0
votes

I am trying to match two images using ORB, using brute force matcher results in random matches, applying Low's ratio condition dose not find any correct match!

I suspect the problem is in if m.distance < 0.7: I read that m.distance is the distance between two discriptors returned from bf matcher, but the values are too large and none meet the condition, how do I remove the outliers then?

What I've tried:

  • sorting the list by distance matches = sorted(matches, key = lambda x:x.distance)
  • using SIFT, which works great!

Sorting does not help in finding good matches,and SIFT is patented, I want ORB.

my code:

# finding feature points on products
image = productName + ".jpg"
path = "./images/products/"+image
img1 = cv2.imread(path,cv2.IMREAD_GRAYSCALE) 
orb = cv2.ORB_create()
kps1, des1 = orb.detectAndCompute(img1, None)
result=cv2.drawKeypoints(img1,kps1, img1,flags=cv2.DRAW_MATCHES_FLAGS_DRAW_RICH_KEYPOINTS )
plt.figure(num=None, figsize=(20, 12), dpi=80, facecolor='w', edgecolor='k')
plt.imshow(result)

# finding feature points on shelves
image = shelfName+'_raf.jpg'
path = "./images/shelves/"+image
img2 = cv2.imread(path,cv2.IMREAD_GRAYSCALE) 
orb = cv2.ORB_create()
kps2, des2 = orb.detectAndCompute(img2, None)
result=cv2.drawKeypoints(img2,kps2, img2,flags=cv2.DRAW_MATCHES_FLAGS_DRAW_RICH_KEYPOINTS)
plt.figure(num=None, figsize=(20, 12), dpi=80, facecolor='w', edgecolor='k')
plt.imshow(result)

bf = cv2.BFMatcher(cv2.NORM_HAMMING, crossCheck=False)
matches = bf.match(des1, des2)

# store all the good matches as per Lowe's ratio test.
good = []
for m in matches:
    if m.distance < 0.7:
        good.append(m)
        
match_img = cv2.drawMatches(img1, kps1, img2, kps2, good, None, flags=2)

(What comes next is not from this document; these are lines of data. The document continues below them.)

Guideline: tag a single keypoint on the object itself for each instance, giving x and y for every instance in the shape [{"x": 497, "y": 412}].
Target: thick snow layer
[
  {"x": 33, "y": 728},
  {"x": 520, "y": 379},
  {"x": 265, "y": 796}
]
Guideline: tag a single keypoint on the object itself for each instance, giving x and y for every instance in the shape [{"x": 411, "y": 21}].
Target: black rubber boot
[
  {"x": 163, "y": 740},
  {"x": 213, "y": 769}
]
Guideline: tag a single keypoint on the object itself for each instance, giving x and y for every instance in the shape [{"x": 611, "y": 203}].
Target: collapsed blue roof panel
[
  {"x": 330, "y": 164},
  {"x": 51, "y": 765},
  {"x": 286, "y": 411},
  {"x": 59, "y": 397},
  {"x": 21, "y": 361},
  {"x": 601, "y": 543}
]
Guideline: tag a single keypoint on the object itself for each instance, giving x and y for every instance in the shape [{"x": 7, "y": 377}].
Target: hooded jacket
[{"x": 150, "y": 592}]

plt.figure(num=None, figsize=(20, 12), dpi=80, facecolor='w', edgecolor='k')
plt.imshow(match_img, 'gray')

enter image description here

enter image description here

enter image description here

if I remove Low's condition, I get: enter image description here

1
that is not Lowe's ratio test. the code has crucial errors in at least two places related to this. where did you get this code from?Christoph Rackwitz
I got it from this linkHasan Ali
yes, that's why the code in that question also doesn't work. discard the brute force matcher. you need "knn" matching with k=2. otherwise Lowe's ratio test can't be done. please read the other responses. or take your code from the samples directory within OpenCV.Christoph Rackwitz
What do the circles represent?fmw42
the circles are feature points or keypointsHasan Ali

1 Answers

2
votes

The code attempts to use Lowe's ratio test (see original SIFT paper).

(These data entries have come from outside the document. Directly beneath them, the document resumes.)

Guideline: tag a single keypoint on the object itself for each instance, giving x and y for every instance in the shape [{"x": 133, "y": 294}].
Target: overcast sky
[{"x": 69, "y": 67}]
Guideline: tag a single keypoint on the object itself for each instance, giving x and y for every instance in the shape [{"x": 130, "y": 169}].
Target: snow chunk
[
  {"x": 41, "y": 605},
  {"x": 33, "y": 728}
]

this requires, for every descriptor, the two closest matches.

the code should read:

matches = bf.knnMatch(desCam, desTrain, k=2) # knnMatch is crucial
good = []
for (m1, m2) in matches: # for every descriptor, take closest two matches
    if m1.distance < 0.7 * m2.distance: # best match has to be this much closer than second best
        good.append(m1)

further, I would highly recommend the flann matcher. it's faster than the brute force matcher.

look at the OpenCV tutorials or the samples directory in OpenCV's source (samples/python/find_obj.py) for code that works.